The “total supervision at all times” is what distinguishes the classroom from a computer laboratory, said Skulas, who received his Ph.D. in interpersonal communication from BGSU in 1995. Instructors will be able to accomplish much more in the limited time they have students in the computerized classroom, which some Russian classes have already used, he added.

He also acknowledged, however, that “the learning curve is very steep” and will require significant training for instructors.

“It’s all really easy once you understand it, but it’s going from not knowing, to knowing, to converting lessons into digital-use pedagogy that will take time,” he said. The move back to University Hall is planned for next spring, but the coordinator said he doesn’t expect the center to be fully operational until fall semester 2003. He’s seeking grants that he hopes would assist faculty in starting conversion of their materials to digital environments next summer.

When the center returns to University Hall, students will be able to send their work directly to an LLC server where an electronic folder for every class will be stored. The folders will be accessible from every computer on campus, Skulas pointed out, saying that rather than going by the book, “we are writing the book as we go along.”

The other 18 new iMacs are in the center’s upgraded Listening Center—a digitized version of its predecessor. Skulas digitized existing cassettes on equipment in the Center for Teaching, Learning and Technology. Students can go to the LLC Web site via the “My BGSU” portal and receive audio language instruction that coincides with their respective classes and accompanying workbooks. So far this semester, more than 800 students have visited the Listening Center, where they can also get help if needed.

“This is the first group of students I’ve worked with in the Language Lab (the center’s former name) who’ve asked to go back regularly,” said Pogacar, adding that few area universities have a comparable facility. “You can count them on one hand in this region,” he said.
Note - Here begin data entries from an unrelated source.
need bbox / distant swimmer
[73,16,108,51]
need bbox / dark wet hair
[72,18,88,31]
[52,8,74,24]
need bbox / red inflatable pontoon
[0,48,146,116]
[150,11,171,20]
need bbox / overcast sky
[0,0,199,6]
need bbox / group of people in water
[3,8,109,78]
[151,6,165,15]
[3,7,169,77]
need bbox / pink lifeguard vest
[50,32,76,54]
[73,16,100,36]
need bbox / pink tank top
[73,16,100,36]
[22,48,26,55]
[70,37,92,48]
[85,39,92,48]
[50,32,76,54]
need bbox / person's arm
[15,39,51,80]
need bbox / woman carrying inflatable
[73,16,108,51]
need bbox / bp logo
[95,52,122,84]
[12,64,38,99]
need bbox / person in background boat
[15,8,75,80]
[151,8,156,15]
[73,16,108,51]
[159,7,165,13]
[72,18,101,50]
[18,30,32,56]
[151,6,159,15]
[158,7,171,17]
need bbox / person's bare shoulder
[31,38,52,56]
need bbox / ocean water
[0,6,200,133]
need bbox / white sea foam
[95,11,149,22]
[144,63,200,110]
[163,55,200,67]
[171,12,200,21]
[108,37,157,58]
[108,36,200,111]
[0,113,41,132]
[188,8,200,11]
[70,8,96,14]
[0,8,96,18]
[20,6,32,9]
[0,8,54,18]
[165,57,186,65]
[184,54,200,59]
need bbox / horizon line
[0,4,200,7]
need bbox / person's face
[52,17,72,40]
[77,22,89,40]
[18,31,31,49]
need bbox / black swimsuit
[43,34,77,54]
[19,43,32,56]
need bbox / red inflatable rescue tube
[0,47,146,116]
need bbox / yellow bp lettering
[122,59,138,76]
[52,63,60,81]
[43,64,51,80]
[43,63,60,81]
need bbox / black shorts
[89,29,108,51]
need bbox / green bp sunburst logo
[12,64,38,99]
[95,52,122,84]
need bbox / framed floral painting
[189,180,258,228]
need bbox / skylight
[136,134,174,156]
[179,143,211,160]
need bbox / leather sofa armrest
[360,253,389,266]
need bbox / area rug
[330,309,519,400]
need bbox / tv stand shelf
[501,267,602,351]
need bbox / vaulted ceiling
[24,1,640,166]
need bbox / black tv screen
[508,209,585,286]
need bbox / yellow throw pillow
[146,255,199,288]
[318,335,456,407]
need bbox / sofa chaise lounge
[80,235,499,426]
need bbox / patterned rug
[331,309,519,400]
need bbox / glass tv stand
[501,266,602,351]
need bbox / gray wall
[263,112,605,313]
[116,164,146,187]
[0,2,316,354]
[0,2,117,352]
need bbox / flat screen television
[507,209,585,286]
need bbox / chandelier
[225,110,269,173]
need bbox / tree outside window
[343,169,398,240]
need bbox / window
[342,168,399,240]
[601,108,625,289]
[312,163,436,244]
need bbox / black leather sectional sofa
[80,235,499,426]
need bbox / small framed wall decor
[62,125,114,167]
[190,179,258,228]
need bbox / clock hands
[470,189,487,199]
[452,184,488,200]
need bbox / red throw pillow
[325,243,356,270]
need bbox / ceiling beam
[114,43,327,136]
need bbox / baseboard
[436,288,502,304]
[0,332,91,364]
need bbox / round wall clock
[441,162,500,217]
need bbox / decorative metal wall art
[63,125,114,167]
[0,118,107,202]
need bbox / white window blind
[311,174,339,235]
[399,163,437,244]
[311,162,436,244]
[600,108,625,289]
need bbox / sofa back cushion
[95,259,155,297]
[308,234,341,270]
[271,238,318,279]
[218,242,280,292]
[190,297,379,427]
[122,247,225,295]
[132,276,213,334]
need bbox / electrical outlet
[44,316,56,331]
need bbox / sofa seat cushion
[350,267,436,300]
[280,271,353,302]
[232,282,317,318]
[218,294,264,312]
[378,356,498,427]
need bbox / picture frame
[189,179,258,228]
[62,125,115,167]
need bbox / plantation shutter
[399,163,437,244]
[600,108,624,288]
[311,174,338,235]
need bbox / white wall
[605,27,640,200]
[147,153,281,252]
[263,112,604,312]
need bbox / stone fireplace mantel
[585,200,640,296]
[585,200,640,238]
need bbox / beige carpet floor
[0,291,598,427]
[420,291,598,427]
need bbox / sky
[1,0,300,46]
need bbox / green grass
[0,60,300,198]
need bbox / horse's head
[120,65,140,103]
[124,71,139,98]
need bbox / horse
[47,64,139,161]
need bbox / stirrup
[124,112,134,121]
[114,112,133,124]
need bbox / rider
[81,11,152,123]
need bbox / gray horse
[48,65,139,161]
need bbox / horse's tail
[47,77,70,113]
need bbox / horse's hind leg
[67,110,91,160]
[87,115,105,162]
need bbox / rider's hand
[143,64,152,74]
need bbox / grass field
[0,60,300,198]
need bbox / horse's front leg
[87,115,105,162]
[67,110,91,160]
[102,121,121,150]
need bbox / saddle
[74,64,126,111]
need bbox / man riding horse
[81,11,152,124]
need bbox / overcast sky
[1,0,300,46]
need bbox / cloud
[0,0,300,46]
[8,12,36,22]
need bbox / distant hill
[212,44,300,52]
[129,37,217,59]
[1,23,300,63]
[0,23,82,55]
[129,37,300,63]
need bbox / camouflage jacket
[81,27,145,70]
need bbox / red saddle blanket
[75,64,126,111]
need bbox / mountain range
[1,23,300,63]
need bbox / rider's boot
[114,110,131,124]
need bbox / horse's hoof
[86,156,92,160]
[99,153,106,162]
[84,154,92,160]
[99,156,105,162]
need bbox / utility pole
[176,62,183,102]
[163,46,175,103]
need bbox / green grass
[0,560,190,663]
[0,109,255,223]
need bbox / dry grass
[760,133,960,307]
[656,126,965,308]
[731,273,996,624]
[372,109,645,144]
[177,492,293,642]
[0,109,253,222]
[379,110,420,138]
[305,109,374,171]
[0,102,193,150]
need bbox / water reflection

Skulas said McGraw-Hill has now digitized its workbooks for uploading onto a server, eliminating the need for paper workbooks and allowing student work to be sent directly to the class’s server file for grading and returning. The University’s two elementary and two intermediate Spanish classes will try that approach on a trial basis during spring semester, he said.

A DVD/VCR viewing area and an instructor preparation area are also part of the upgraded center, which opens at 8:30 a.m. each weekday and closes at 5 p.m. Monday-Wednesday, 6 p.m. on Thursdays and 4 p.m. on Fridays.

BGSU offers nine foreign languages—plus English as a Second Language—in which roughly 60 language and culture courses are available, Pogacar said. Any student can take a foreign language course to fulfill University and college requirements, he said, although requirements depend upon the individual college and degree program.